In 1984 I worked for a summer along with Dave Scheer for Jan and Beverly Masek up at Stuckagain Heights, a nice restaurant overlooking Anchorage. Jan was an Iditarod dog musher, race car driver, and restaurant owner who had escaped from communist Czechoslovakia years earlier, Beverly was his wife, a Native woman from Anvik who would later go on to be an Alaska State Representive. Jan had a bad temper but was crazy and fun and told great stories, word is that after he gave Steve Martin a ride in a sleigh behind a team of 6 horses in Colorado that he wrote his "Wild and crazy guys" routine. I believe it.
By day we worked keeping up the the team of 75 sled dogs that were there on the property and at night we showered up and were waiters in the restaurant. Jan let us renovate some old shed on the property and we lived there. For a month or more we were joined by Carl Jerue, Beverly's brother.

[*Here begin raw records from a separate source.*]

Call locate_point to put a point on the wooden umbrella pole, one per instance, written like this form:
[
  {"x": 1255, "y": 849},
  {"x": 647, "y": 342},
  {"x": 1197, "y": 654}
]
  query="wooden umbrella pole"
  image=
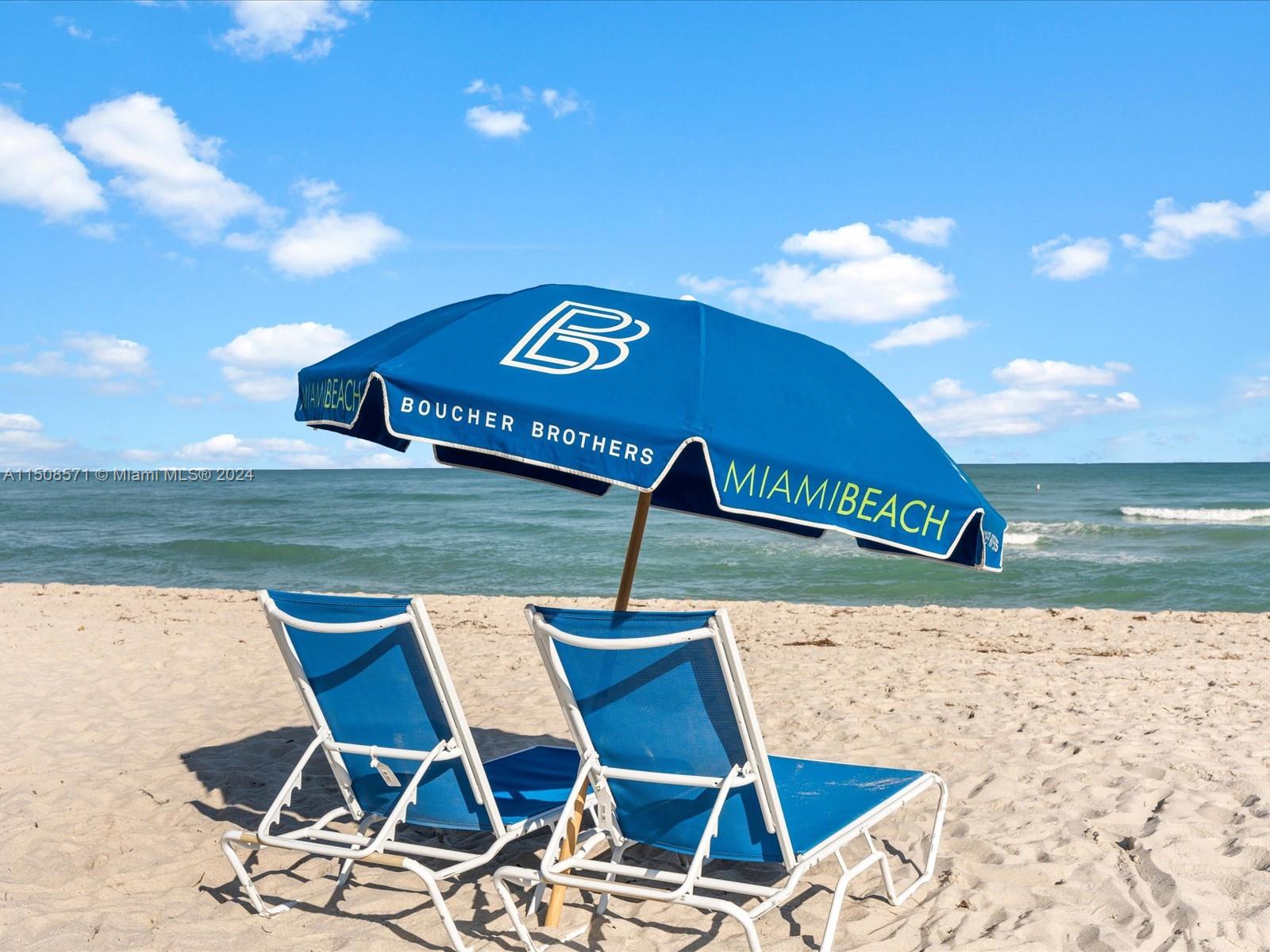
[{"x": 624, "y": 597}]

I haven't seen or heard from Carl for over 33 years but I thought I would pull into Anvik and ask around to see if he was around. As we turned the corner to pull into Anvik Creek a float plane landed right behind us, Jeff waved him by and he passed us in the small channel. After we were tied up I walked up the hill to look around the small village of 90 people. I couldn't see any town anywhere and when a man passed by in a pickup I asked him if he knew Carl. It was his cousin Wilson who said he would give him a call for me when he got home and ask him to come down to the river to talk.
Carl came down in his truck and we stood talking, he is my age, married with two girls at home and an adopted 17 year old son that is doing good. We talked about the time we capsized in a canoe in the Kenai River Canyon and were lucky to have made it and talked about our current trip along the Yukon and talked about growing up and becoming different people than who we were in our twenties. He told us how to cook a pike by peeling a willow stalk and poking it through the fish from the mouth, wrapping it around with the willow bark. Set it over a fire and slow cook it, all we need is the pike. Carl told how the village was getting a new biomass boiler heater so that they could start getting local people to cut wood for heat instead of fuel oil. He also told us that he was hopeful that the village could get a heated greenhouse built so that they could grow winter vegetables.
It was a nice visit, we gave him some small gifts that we had with us and pushed off to get out in front of the barge that was waiting to head down to the next village downstream. It was about 8 at night on the night of June 20th, the weather turned sunny and calm and not too cold so we decided to make a midnight run into the solstice.